You’re right, we wouldn’t have a lot of luck systematically analyzing the swan egg thing. But here my answer is back to my first argument that a miracle by definition is impossible, and impossible things by definition cannot happen. My point being that the OP’s question amounts to “what if something that cannot happen in the real world happened in the real world?”. I don’t find it a particularly interesting hypothetical to ponder. The realistic question is “what would happen if we encountered some remarkable new phenomenon that we could not explain?” That’s the one I tried to answer.

The OP gives some examples. Swans they ain’t.

But even if they were, I still think they’d be subject to scientific study, even if that study is to determine whether there’s a deity behind them.

The example I like to think about is a challenge to Archimedes: find a way, I ask him, to enable a man in Athens to hear the whisper of a man in Thebes. I suspect that Archimedes could prove, using his knowledge of air, the earth’s curvature, and sound’s transmissibility, that such a device would be impossible.

Yet my iPhone is charging beside my computer.

The technology that renders this feat possible is trivial and quotidian to us–but would likely appear more miraculous to Archimedes than an egg-laying woman.

I think a major difficulty is inherent when combining ‘indisputable’ and ‘miracle’.

Gravity on Earth is indisputable, because anyone can prove it anytime they want to.
Miracles are usually one-off events and rely on eye-witness testimony.

Well, if you don’t want to ponder the question in the OP, that’s fine, but then this isn’t the thread you should be not pondering it in. There are things that are “logically impossible”—what if pi were NOT equal to 3.14159… etc.? I don’t know if such a world could even be grasped, or if it even makes any sense. But we can also at least conceive of things that are physically impossible—human women laying eggs (eggs like birds lay); the Moon being made of green cheese; the Sun stopping its apparent motion across the sky for a while.

A great many people in a great many times and places have believed that the Universe is a fundamentally magical and inexplicable place. (Or “explicable” only in terms of the whims and caprices of some being with an active will.) There were gods behind every tree, and if one of those gods chose to turn you into a newt, well, that was just that. We have had enormous success in approaching the Universe as something that obeys “laws” that are explicable, understandable, and repeatable.
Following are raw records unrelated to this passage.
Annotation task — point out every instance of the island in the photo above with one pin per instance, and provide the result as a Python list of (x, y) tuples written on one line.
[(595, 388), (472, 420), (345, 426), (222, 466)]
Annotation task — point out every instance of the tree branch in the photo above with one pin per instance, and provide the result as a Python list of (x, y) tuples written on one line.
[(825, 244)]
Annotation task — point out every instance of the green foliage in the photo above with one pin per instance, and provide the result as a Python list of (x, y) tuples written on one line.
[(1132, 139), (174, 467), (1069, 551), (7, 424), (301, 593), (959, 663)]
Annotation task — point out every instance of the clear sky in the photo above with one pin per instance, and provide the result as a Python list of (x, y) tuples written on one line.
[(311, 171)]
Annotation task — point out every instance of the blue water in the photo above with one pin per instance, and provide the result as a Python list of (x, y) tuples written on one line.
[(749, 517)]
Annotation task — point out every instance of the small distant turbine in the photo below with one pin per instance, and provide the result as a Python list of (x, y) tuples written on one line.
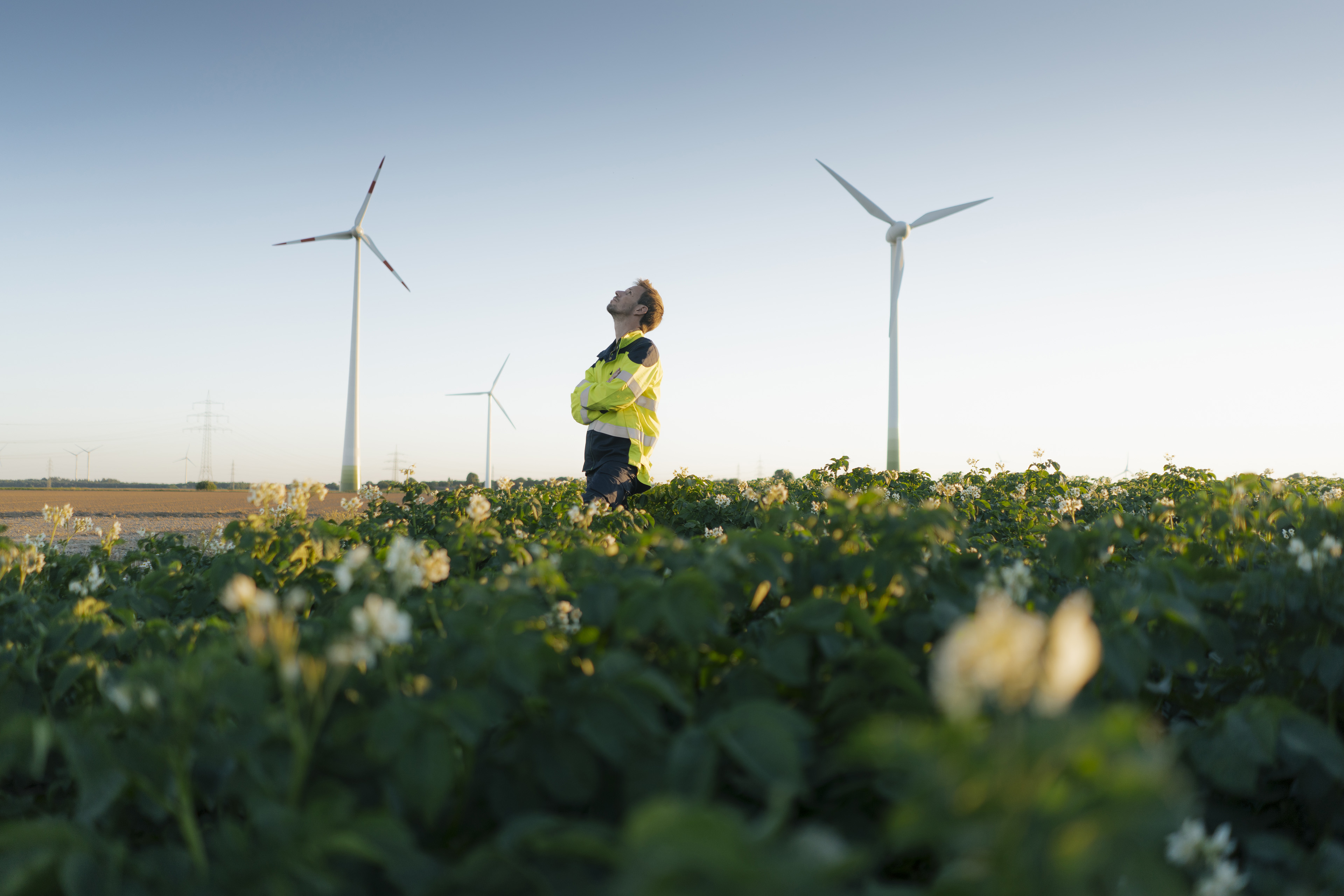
[(186, 460), (350, 456), (490, 398), (88, 461), (897, 234)]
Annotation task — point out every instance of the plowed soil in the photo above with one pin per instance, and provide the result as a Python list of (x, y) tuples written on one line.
[(150, 510)]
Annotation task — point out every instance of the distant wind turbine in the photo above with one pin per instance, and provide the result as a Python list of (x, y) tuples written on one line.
[(490, 398), (897, 234), (350, 455), (88, 461), (186, 460)]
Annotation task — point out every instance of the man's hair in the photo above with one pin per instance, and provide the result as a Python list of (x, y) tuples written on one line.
[(654, 303)]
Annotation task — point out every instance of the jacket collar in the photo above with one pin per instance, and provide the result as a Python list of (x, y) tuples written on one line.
[(613, 350)]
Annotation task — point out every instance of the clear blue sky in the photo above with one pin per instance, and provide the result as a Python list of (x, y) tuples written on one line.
[(1159, 271)]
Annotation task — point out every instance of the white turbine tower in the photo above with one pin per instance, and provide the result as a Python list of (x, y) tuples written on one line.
[(186, 460), (350, 456), (490, 398), (897, 234)]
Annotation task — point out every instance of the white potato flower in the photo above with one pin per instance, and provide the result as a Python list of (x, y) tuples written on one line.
[(411, 566), (381, 622), (344, 573), (31, 559), (995, 652), (89, 585), (1073, 655), (351, 652), (479, 508), (243, 594), (57, 516)]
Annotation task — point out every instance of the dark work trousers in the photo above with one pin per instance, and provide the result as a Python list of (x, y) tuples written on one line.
[(613, 481)]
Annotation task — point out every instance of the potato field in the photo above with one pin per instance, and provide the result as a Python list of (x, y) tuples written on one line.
[(845, 683)]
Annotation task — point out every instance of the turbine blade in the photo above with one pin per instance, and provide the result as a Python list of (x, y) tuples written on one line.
[(374, 249), (898, 269), (943, 213), (863, 201), (359, 218), (506, 413), (343, 234), (502, 371)]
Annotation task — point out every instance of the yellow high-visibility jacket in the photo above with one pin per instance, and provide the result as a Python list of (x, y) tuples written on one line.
[(617, 401)]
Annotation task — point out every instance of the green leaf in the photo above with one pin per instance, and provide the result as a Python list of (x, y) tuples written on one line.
[(1307, 737), (763, 737), (693, 763), (96, 770), (565, 766), (1330, 667)]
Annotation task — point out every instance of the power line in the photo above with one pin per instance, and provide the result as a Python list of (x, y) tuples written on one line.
[(206, 428)]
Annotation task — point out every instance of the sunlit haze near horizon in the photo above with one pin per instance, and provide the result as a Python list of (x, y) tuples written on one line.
[(1158, 273)]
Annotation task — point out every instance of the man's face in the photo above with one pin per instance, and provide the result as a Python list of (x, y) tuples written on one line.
[(625, 301)]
Those laws are often very weird (especially when you get far beyond temperatures, speeds, pressures, or sizes of the sort one might expect to encounter on the Serengeti). There are also very complex things (like computers) that can sometimes give us the impression of being arbitrary and capricious, or mischievous, or even actively malevolent (especially because, as social apes, we have very exquisitely-tuned neurological apparatus for detecting agency, and the possibility that one of the other agents we’re dealing with is mad at us).
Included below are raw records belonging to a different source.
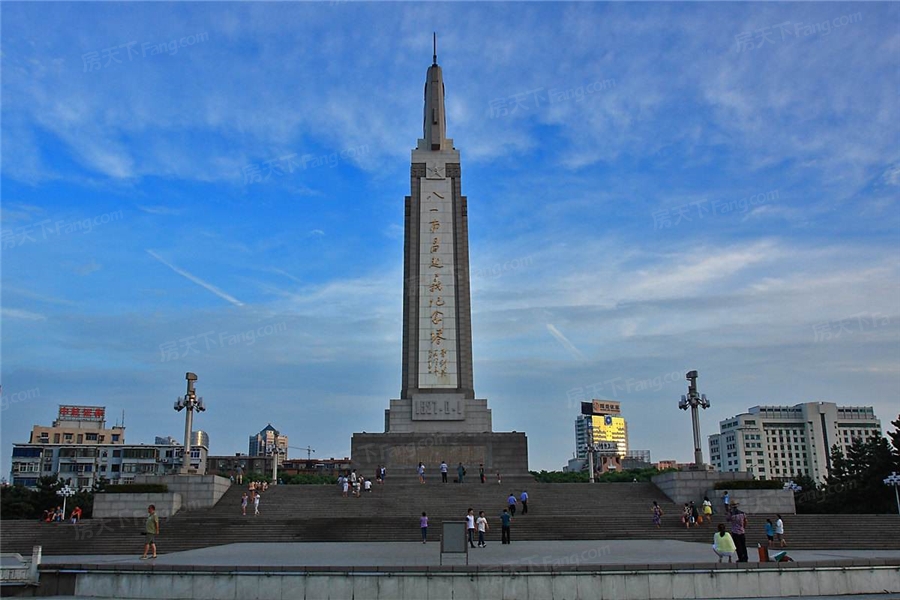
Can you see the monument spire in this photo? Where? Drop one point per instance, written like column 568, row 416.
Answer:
column 435, row 123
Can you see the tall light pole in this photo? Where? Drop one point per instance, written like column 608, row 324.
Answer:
column 894, row 480
column 191, row 402
column 693, row 400
column 66, row 492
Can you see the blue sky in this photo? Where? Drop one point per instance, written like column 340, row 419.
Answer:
column 652, row 188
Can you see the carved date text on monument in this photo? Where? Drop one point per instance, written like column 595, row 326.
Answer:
column 438, row 410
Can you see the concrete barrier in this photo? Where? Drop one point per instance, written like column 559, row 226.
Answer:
column 135, row 505
column 197, row 491
column 638, row 582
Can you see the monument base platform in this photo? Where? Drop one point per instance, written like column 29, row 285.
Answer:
column 401, row 453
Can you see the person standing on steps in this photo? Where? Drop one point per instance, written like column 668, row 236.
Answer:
column 779, row 531
column 657, row 514
column 482, row 529
column 151, row 530
column 723, row 544
column 511, row 501
column 738, row 521
column 505, row 521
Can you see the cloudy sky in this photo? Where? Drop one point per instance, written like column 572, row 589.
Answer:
column 653, row 188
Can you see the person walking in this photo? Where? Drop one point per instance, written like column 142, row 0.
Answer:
column 723, row 544
column 657, row 514
column 779, row 531
column 707, row 510
column 686, row 515
column 770, row 533
column 505, row 521
column 482, row 529
column 151, row 530
column 738, row 521
column 470, row 526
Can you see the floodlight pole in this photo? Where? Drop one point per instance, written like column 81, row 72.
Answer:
column 694, row 401
column 191, row 403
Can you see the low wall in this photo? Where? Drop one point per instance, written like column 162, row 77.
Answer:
column 197, row 491
column 684, row 486
column 135, row 505
column 757, row 501
column 637, row 582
But, if we woke up one day and found out that there really are gods behind every tree (or there is one big God who can do whatever the hell He wants), and they (or He) have just been napping for a few centuries, or playing a prank on us, but now it’s back to random smiting time, then science would be irretrievably broken. I’m not saying it is broken, just that it would be.

I find some of the attitudes being expressed in this thread smack a bit of “Atheist Fundamentalism”, or the dread “Scientism”.

“Why, you godless heathens can’t even conceive of a theistic universe! No matter what happens, you’d have some kind of ‘explanation’—it’s obvious you’re just rejecting God, because of Sin and Man’s Fallen Nature!”

For me, I can conceive of them—I can at least conceive of some sorts of theistic or polytheistic realities*—I just don’t accept them, on account of there’s no evidence for them, and mountains of evidence against them.

*There are theological claims that I think are fundamentally internally inconsistent or illogical—God being simultaneously omnipotent, omniscient, and omnibenevolent; Divine Omniscience and human Free Will together; God (the tri-omni God) being “incarnated” as a being who is “very God and very man”—and I therefore really can’t even conceive of accepting them. Telling me “Oh, that’s just a Mystery!” doesn’t help any.